Ring
Not the one he’s wearing in that stopped length
of ground, but the one we saw together
in the little shop in Oregon—moss agate so green
it was nearly black on its silver band. Hard
to come across it after, emptied of his hand
and watchful. Thinking to surprise its power
with treason, I gave it to our friend who wore
no rings and needed its luck. But soon I knew,
don’t ask me how, the ring
lay among lesser things in a drawer. I asked
for it back, and for a while, wore it on a chain
around my neck. But it was awkward
like a high-school charm, the sign of love a girl
outgrows—not as it was, exchanged for the rose-gold
of wedding bands. Where is it now?
In some abject safety.
But where? Put away. I turn the house upside down
searching. Not to find it—worse
than omen. Like happiness squandered in fountains
with wrongheaded wishing.
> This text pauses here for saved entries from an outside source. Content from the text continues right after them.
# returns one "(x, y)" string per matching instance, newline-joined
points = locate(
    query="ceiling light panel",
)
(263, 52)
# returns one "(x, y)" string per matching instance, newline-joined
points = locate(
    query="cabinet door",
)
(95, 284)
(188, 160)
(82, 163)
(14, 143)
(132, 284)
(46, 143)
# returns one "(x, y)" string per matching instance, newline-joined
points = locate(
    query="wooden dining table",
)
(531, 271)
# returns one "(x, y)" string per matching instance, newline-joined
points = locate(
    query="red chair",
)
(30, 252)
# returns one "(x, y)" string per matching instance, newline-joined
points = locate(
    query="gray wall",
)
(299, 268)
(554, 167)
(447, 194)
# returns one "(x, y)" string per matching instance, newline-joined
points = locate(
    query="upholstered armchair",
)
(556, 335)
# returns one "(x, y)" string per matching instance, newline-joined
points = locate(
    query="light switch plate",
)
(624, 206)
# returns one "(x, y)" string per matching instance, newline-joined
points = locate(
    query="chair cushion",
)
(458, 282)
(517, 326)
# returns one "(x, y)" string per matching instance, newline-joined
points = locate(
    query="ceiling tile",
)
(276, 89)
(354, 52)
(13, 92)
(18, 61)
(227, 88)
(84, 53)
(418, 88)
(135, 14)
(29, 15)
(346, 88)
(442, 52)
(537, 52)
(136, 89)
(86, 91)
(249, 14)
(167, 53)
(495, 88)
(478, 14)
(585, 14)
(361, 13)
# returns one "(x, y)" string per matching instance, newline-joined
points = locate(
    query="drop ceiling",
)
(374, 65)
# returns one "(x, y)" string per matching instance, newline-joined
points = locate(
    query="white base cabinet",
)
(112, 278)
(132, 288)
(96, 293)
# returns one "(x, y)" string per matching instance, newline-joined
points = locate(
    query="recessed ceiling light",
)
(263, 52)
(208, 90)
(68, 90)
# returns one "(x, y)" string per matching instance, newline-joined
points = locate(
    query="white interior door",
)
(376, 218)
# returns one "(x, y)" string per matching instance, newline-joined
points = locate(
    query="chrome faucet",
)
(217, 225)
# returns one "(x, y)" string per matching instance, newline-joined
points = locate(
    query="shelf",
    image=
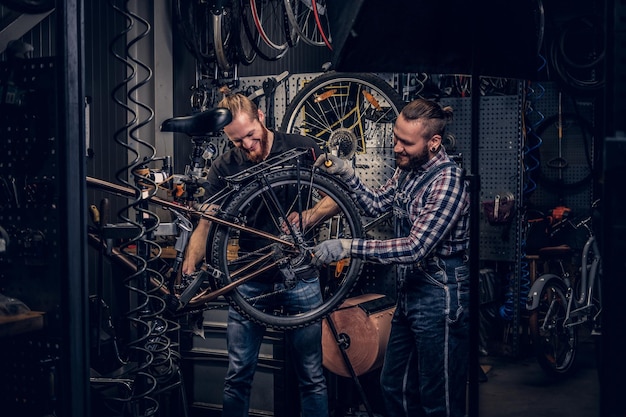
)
(21, 323)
Or the hit-and-miss
taunt of memory, its dulled signature so casual
it crushes me lucid and I believe what I don’t believe
in the way of true apparitions—that he uses
my longing to call himself to me,
that my senses are inhabited like the log
into which a bear has crawled to dream
winter a way, that the ongoing presence of the dead
is volatile, sacramental. The wind he’s
attached to—that boy, running with a kite over
the gravestones, looking up, keeping his footing
as if he worked sky into the earth with
a cool boldness. So the dead-aliveness of my love
turns in the flux of memory, of what his memory
would recall, as he is recalled
to a street in Oregon, dead and alive in love,
with the strangeness of cold silver
close around the finger on his new-made hand.